If Biden was playing chess instead of pinball, he wouldn’t have made this mistake.
At the very least, he would have taken steps to address other issues that are artificially inflating oil prices. He would have, for example, issued a waiver to the Jones Act, temporarily suspending the law while pushing Congress to repeal it permanently.
The Jones Act requires that goods shipped between U.S. ports be shipped on American-built, flagged, and crewed vessels. This greatly restricts shipping options and makes US shipping much more expensive than foreign shipping. So expensive, in fact, that it is often cheaper to buy foreign oil and gas, and so limited that – in the case of liquefied natural gas – there are no Jones-Act compliant ships to transport it.

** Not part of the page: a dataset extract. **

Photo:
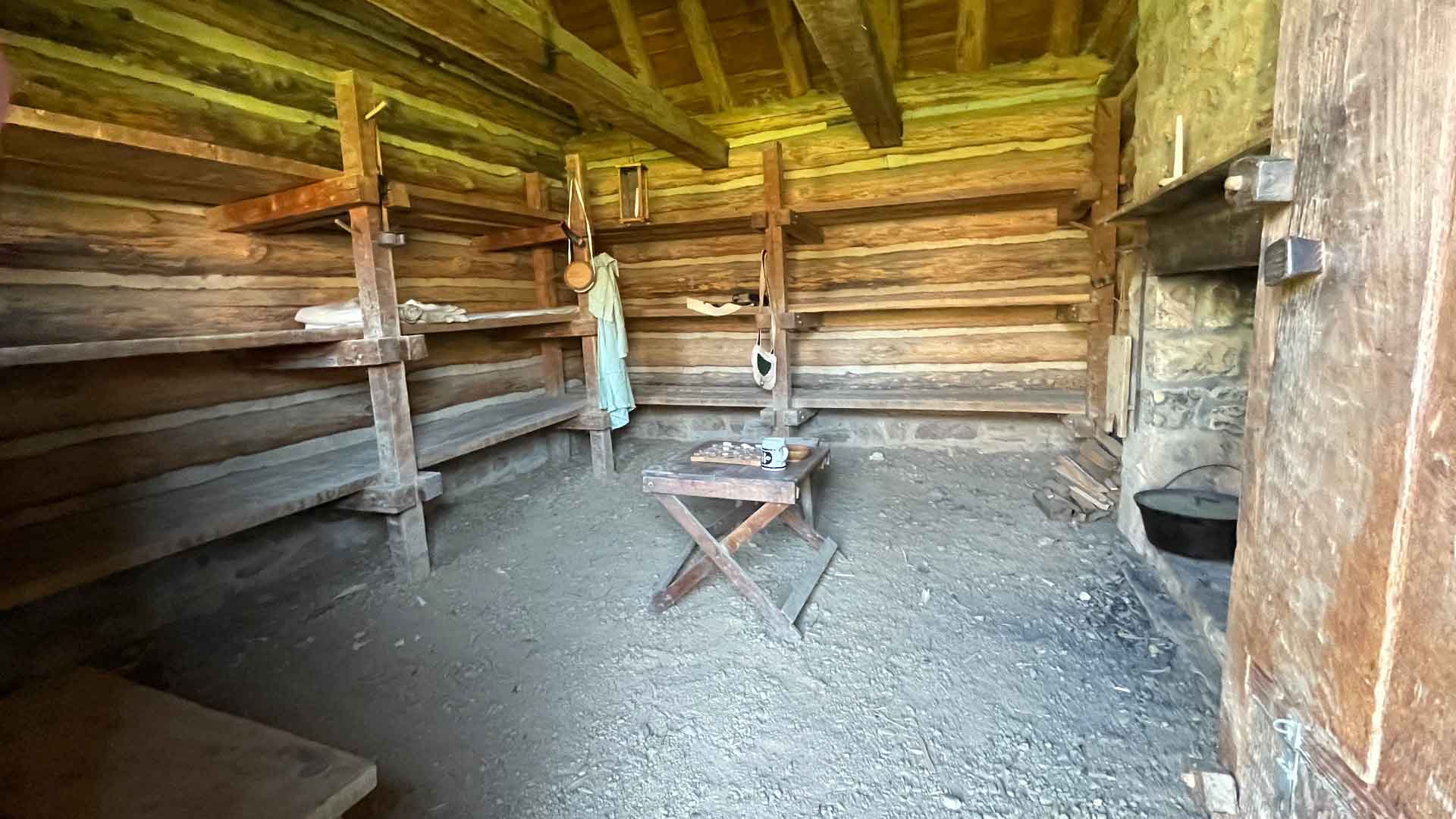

As a result, Americans are too often stuck with expensive foreign energy rather than the cheaper energy we produce here. Only the unique twisted logic found in Washington could justify a law that makes it cheaper to buy foreign oil and gas compared to the United States.
Hawaii, for example, gets 28% of its oil imports from Russia, in part because the Jones Act makes it too expensive for Hawaiians to buy gasoline on the mainland. Hawaii is set to lose more than a quarter of its imported supply, and Biden has no plans to replace it with American energy.
Instead, his administration is telling people to buy electric cars. Not that it does Hawaiians any good; oil-fired power plants provide more than three-quarters of the state’s electricity.
If Biden reopens the coastal plain and public lands and waters to exploration, it would likely lower prices somewhat simply by sending a signal to the global market that US energy is open for business. But it will take time for production to ramp up and prices to fall further.
If only someone had predicted this a year ago.
As with his withdrawal from Afghanistan, Biden again failed to anticipate and mitigate the negative consequences. It’s high time the administration stopped paying for pinball. The American people pay too high a price when they miss the ball.
(GianCarlo Canaparo is a legal scholar at The Heritage Foundation’s Meese Center for Legal and Judicial Studies.)